Les auteurs passent de l’amour à l’amour de l’écriture. Guillaume de Machaut, avec ses insertions lyriques et la dimension polyphonique de ses textes, contribue à renouveler le discours amoureux. Les Ballades composées par Charles d’Orléans font du motif du cœur la métaphore de la lecture et de l’écriture. Mais on voit aussi émerger les voix des femmes, avec les trobairiz ou Christine de Pizan, qui s’attache à mettre en valeur l’écriture. La question féminine apparaît au centre de ses livres, et plus particulièrement la figure de Jeanne d’Arc.

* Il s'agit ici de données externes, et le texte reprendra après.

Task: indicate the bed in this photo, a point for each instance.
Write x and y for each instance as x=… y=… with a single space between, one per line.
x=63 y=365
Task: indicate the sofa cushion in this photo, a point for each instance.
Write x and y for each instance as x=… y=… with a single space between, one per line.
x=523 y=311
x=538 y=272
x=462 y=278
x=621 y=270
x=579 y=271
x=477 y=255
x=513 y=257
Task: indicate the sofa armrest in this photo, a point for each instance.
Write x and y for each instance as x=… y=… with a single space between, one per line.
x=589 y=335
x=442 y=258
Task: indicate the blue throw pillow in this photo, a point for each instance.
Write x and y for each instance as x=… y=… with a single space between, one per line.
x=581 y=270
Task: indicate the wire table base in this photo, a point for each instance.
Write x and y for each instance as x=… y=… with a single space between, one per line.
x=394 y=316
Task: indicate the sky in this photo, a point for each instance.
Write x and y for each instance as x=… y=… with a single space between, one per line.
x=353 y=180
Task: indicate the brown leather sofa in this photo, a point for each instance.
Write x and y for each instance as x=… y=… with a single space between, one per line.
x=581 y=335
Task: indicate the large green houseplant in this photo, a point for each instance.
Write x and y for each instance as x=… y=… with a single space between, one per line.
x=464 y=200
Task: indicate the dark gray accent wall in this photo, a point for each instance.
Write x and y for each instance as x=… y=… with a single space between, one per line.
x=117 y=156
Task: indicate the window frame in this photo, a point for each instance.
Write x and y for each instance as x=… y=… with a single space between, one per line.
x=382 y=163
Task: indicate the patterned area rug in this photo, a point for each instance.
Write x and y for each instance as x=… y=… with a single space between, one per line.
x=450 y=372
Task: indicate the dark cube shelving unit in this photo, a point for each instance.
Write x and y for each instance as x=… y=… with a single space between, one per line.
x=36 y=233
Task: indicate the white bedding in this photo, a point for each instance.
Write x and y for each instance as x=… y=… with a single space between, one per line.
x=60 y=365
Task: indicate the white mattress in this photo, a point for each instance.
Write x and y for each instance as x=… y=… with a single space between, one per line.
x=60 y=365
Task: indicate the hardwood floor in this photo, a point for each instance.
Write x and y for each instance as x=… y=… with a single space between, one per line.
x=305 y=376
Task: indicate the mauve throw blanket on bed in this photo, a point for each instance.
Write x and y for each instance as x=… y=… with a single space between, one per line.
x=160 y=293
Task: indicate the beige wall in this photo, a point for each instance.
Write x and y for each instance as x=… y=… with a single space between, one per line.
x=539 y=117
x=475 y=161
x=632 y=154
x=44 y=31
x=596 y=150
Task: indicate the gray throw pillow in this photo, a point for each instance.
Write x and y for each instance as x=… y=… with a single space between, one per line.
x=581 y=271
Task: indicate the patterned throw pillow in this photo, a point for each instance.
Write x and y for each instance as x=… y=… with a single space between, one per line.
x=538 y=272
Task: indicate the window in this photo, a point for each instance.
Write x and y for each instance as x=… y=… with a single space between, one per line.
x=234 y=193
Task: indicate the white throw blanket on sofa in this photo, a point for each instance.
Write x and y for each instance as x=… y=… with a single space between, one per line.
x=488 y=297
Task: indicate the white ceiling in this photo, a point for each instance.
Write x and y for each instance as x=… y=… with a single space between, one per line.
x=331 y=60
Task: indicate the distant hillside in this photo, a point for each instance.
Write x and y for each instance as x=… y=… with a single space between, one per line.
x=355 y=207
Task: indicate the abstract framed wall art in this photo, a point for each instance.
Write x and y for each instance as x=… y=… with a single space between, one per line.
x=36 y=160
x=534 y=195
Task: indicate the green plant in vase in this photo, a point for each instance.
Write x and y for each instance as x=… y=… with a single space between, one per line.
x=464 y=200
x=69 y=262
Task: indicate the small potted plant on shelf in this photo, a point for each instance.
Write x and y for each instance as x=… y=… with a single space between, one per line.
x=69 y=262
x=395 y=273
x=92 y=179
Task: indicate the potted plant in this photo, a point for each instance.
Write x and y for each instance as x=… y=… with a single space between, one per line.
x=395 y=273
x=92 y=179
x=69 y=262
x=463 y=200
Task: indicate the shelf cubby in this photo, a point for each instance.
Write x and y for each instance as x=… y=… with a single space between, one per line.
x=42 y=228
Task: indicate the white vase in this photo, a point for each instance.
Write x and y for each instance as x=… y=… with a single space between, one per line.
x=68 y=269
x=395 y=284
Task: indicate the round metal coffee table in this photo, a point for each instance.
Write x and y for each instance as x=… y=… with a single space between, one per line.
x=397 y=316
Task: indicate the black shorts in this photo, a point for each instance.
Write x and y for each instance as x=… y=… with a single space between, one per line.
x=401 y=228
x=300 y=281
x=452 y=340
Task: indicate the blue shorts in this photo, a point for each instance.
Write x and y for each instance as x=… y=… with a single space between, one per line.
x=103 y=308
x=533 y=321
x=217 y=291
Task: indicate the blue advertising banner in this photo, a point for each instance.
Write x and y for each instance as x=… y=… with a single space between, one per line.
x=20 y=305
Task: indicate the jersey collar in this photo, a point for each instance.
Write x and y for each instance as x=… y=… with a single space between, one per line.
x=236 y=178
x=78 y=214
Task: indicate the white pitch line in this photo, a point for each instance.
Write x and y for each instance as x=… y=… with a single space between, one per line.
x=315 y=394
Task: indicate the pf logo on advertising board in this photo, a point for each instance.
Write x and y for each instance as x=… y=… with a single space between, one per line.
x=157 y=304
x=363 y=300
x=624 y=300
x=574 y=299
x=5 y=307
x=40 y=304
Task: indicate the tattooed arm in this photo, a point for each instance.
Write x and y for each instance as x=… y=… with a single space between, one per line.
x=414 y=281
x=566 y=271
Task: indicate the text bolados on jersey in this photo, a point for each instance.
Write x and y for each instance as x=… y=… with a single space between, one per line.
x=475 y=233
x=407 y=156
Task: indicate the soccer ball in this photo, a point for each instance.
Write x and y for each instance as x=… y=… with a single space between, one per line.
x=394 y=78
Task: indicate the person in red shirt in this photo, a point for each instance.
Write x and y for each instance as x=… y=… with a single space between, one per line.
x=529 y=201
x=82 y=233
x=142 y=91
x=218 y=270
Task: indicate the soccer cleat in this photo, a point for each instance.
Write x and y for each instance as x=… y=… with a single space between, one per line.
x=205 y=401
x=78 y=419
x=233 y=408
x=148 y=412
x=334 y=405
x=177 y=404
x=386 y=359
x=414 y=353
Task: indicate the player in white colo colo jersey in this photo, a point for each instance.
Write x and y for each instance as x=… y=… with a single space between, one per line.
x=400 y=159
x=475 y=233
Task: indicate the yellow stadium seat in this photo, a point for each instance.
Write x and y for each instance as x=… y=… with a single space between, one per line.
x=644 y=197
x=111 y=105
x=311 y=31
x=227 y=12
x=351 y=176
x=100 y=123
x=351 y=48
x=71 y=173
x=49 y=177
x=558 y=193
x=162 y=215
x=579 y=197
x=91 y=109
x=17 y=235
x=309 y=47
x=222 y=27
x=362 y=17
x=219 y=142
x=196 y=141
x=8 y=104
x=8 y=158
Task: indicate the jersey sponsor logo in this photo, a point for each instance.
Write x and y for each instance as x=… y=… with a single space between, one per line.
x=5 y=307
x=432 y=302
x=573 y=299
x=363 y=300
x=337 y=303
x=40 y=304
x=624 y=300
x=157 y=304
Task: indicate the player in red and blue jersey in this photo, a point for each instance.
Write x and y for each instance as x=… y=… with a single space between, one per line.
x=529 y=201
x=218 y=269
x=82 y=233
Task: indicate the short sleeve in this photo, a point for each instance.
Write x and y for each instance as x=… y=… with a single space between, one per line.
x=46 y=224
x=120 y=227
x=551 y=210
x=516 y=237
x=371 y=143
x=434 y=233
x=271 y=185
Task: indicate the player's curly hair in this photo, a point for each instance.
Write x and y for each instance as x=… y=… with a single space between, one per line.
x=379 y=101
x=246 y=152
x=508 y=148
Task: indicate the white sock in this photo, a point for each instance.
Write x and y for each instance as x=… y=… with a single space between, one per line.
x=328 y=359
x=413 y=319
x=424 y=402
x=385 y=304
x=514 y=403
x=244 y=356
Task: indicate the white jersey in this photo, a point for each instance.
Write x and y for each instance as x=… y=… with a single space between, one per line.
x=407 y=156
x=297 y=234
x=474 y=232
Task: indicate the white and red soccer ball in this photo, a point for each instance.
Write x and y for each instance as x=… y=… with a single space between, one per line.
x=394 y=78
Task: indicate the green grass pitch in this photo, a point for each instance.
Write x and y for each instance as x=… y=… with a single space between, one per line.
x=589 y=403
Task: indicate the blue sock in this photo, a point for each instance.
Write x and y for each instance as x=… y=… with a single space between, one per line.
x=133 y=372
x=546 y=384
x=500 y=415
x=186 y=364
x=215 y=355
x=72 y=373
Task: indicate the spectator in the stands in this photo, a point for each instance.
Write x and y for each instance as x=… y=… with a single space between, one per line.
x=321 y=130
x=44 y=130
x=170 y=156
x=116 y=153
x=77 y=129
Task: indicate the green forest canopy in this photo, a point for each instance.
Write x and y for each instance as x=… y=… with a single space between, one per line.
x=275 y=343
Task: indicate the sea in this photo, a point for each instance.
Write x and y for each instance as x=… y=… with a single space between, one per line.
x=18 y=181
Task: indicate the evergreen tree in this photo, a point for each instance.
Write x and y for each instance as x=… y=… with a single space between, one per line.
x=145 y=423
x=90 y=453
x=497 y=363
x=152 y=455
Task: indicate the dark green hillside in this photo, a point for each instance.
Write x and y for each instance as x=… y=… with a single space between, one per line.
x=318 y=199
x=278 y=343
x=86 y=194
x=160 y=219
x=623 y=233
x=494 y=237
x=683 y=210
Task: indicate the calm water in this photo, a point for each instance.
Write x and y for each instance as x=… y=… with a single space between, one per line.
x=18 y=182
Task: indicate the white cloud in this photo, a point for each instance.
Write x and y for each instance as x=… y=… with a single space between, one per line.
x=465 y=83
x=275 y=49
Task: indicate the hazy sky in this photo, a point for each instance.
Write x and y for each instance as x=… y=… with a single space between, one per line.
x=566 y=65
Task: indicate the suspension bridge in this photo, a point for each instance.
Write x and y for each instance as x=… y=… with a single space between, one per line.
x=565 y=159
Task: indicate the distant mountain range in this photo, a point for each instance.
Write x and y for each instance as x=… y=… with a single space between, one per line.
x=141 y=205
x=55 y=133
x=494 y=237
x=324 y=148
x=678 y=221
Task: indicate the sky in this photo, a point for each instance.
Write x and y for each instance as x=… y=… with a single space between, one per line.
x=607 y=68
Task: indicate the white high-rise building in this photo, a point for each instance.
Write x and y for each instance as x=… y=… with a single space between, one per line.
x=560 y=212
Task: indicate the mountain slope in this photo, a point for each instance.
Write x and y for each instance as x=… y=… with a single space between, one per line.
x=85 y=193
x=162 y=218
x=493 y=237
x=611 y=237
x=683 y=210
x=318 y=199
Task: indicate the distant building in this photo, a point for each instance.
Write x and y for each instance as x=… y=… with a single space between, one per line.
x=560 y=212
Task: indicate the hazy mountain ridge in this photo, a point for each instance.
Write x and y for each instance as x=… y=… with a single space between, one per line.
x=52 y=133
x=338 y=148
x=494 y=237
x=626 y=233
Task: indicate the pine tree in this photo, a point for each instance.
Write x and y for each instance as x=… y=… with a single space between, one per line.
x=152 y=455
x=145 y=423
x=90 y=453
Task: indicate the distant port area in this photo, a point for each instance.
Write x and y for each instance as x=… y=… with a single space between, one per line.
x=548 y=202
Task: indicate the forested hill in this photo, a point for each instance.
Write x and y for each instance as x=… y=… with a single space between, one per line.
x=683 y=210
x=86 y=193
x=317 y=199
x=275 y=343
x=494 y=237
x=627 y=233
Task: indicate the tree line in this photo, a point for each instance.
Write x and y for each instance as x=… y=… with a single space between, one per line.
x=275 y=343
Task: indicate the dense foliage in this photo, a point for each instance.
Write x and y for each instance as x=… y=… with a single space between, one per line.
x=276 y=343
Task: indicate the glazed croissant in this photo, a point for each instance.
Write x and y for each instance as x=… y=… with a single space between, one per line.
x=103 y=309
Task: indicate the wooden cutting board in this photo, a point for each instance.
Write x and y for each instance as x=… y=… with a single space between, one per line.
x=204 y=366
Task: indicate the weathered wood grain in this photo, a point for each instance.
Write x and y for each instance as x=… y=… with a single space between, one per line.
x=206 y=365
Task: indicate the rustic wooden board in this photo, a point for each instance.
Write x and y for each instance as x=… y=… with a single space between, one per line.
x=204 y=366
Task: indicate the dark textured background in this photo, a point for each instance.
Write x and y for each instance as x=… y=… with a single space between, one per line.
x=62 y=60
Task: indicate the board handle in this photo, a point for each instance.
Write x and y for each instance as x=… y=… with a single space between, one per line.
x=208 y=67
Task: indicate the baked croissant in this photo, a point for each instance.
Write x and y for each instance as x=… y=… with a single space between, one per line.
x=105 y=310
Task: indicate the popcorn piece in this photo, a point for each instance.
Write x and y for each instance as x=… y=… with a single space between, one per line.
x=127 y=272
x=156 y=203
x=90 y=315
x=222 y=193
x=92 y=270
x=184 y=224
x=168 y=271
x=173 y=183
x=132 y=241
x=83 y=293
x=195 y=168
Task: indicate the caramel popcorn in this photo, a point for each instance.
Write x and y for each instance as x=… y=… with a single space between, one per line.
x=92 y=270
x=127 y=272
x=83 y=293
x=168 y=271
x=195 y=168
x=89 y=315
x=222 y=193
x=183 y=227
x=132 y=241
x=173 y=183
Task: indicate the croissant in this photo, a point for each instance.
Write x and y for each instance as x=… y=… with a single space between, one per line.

Ainsi, le discours amoureux médiéval apparaît traversé par de nombreux courants. On ne pourrait les citer tous. Le beau livre de Joël Blanchard, qui explore six siècles d’écriture, met l’accent sur cette vitalité et cette inventivité. Destiné en priorité aux médiévistes, historiens ou spécialistes de littérature, il pourra séduire un public plus vaste, épris d’érudition. Un ouvrage riche et complexe, qui montre que loin de s’avérer monolithique, le Moyen Âge est une époque traversée par de multiples courants de pensée, parfois contradictoires, mais toujours féconds. Il nous permet aussi, par cette mise en perspective, de comprendre les discours actuels sur l’amour, dans une gamme qui va du rigorisme le plus strict, chez les chrétiens évangélistes ou traditionalistes, à une sexualité débridée, issue de la révolution sexuelle. L’époque médiévale, souvent dépréciée et présentée comme obscurantiste, échappe à la caricature, dans ce livre tout en nuances, qui en revisite les multiples aspects au cours des siècles. Brillant, érudit, fondé sur des connaissances très précises, il intéressera autant les spécialistes que les amateurs de médiévisme.